Les Anichinabés de Lac-Simon déplorent plutôt être mis devant le fait accompli. Par exemple, quand les caribous ont été mis en enclos en mars 2020, la communauté a dû sortir les souffleuses pour trouver du lichen
, raconte M. Brazeau. C’était broche à foin.
Des caribous s’alimentant dans une mangeoire de l’enclos à Val-d’Or. Source photo: Andréanne Lord, Lac Simon
Le ministère assure aussi que la nation huronne-wendat est mise à contribution en ce qui concerne la harde de Charlevoix, notamment pour la récolte de lichen. La communauté est pressentie pour l’opération de capture et aussi de battue dans l’enclos pour voir s’il y a des prédateurs
.
Toutefois, déjà en novembre dernier, le grand chef de la nation, Rémy Vincent, faisait part de son mécontentement sur le sujet.
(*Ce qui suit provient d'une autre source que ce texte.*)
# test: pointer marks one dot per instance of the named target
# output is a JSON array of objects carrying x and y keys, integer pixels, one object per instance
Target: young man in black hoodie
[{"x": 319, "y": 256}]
Il affirmait ne pas avoir été consulté pour l’enclos et n’écartait pas un recours aux tribunaux pour faire valoir les droits de sa communauté.
Les communautés innues d’Essipit, sur la Côte-Nord, et de Mashteuiatsh, au Lac-Saint-Jean, ont déjà menacé de recourir aux tribunaux si Québec ne prend pas de mesures concrètes pour protéger le caribou forestier.